でも開国した以上はキリスト教を認めざるを得なかった。その防波堤として神
道を宗教から外し、国民の精神高揚の施設として、その仏教的色彩を取り除
きました、これは文化の破壊です。

、ー明治以降の廃仏毀釈ですね。

 三輪:明治政府の考えた対応策が「神道は宗教ではない、国家の儀式を
つかさどる機関である」というものです。いわゆる「国家の祭祀」論です。宗教
ではなく国家の儀礼だから国民に強制できる、同時にキリスト教に対抗する
「市民宗教」的な側面も持たせようとした。そこで神社は国営化され、建物も
敷地も国のものとなったのです。神社を管理するのは内務省、宗教を管理す
るのは文部省と決められました。「宗教でない」からという理由で布教自体が
神道には禁止されました。儀式だけやれというのです。神社は布教できない
から国家が代わって国民を教化してやる、「教育勅語」などです。しかし、この
ような極度に国家主義的に単一化された価値観は神道本来の多神教的性格
とは全く相反していいます。

 、−国家神道は神道の歴史では極めて特殊だということですか。

 三輪:それを今の神社本庁は理解できないのでしょう。

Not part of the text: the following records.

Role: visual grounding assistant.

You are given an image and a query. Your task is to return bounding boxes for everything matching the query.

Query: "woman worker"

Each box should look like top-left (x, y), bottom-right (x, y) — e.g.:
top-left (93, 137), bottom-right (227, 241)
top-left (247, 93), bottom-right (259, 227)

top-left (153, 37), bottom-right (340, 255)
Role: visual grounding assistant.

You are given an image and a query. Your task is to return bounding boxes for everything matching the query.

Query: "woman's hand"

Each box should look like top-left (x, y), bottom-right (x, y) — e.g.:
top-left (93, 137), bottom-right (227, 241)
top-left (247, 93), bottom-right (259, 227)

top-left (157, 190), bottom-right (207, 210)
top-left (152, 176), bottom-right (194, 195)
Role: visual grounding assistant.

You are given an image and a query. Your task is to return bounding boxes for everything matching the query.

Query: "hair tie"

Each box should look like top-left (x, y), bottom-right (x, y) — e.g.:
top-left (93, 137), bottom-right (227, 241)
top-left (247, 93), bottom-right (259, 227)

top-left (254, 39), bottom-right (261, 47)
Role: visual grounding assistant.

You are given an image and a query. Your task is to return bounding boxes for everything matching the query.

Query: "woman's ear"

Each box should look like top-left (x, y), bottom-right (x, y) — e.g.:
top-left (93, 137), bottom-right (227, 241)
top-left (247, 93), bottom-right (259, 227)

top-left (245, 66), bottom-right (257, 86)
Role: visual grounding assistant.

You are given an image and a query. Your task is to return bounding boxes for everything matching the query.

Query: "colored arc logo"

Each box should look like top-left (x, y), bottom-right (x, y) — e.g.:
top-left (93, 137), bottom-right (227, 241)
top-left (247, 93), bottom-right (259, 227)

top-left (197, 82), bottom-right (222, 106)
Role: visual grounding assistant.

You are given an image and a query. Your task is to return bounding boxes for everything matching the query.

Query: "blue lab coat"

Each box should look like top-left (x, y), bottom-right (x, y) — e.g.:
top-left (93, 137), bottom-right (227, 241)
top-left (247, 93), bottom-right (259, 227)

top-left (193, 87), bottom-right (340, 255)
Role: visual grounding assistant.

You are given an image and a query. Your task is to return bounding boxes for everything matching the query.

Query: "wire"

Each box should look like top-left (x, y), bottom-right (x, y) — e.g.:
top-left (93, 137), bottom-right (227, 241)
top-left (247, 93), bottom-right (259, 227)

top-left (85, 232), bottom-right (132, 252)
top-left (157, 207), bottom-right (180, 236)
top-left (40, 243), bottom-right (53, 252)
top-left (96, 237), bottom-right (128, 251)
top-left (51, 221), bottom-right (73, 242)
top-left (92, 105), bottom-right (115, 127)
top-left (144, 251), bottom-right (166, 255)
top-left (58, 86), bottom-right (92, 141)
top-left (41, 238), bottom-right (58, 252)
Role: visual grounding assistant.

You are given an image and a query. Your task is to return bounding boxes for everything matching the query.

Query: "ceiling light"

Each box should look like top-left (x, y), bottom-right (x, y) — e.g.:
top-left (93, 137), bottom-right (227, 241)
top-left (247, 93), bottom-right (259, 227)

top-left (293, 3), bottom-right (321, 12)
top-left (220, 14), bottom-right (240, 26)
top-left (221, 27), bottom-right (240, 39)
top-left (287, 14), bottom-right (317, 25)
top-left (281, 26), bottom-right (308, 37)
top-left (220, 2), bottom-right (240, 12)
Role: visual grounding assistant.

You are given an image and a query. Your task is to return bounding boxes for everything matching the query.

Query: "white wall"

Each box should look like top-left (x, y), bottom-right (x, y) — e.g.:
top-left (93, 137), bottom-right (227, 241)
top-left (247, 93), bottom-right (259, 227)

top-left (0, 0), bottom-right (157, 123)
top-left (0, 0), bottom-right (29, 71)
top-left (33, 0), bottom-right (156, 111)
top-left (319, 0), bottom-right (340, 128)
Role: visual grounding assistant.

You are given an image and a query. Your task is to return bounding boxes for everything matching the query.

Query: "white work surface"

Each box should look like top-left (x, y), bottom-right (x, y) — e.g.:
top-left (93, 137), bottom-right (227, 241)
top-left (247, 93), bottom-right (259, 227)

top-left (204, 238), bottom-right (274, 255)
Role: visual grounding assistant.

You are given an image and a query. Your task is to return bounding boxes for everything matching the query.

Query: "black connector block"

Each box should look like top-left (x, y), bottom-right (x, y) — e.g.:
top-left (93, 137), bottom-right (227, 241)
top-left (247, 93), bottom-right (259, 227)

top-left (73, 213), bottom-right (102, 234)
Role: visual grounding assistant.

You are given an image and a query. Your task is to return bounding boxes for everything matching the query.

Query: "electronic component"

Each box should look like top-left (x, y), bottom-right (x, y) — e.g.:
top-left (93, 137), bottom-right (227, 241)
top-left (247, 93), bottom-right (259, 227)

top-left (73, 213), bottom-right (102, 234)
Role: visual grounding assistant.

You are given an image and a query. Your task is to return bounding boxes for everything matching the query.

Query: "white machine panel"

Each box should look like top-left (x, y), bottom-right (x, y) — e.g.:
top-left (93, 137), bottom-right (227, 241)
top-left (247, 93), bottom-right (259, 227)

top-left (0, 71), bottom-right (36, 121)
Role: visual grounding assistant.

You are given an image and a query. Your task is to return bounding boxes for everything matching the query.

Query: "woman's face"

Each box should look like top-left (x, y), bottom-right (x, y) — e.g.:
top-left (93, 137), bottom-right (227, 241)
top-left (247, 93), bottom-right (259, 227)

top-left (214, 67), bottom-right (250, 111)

戦後、占領軍の指令
で一旦は国家神道は解体しました。その後、神社は生き残るために宗教法人
神社本庁として再出発しましたが当時の神道界のリーダーが全て明治なっ
て初めて神官になったひとだったため、それまでの長い伝統の神道が真の
神道ということを見失って、明治政府による宗教でなく国家主義の道具として
の神道が「伝統」であると思い込んでいたのです。その感覚が戦後70年もたっ
てまだ続いているのです。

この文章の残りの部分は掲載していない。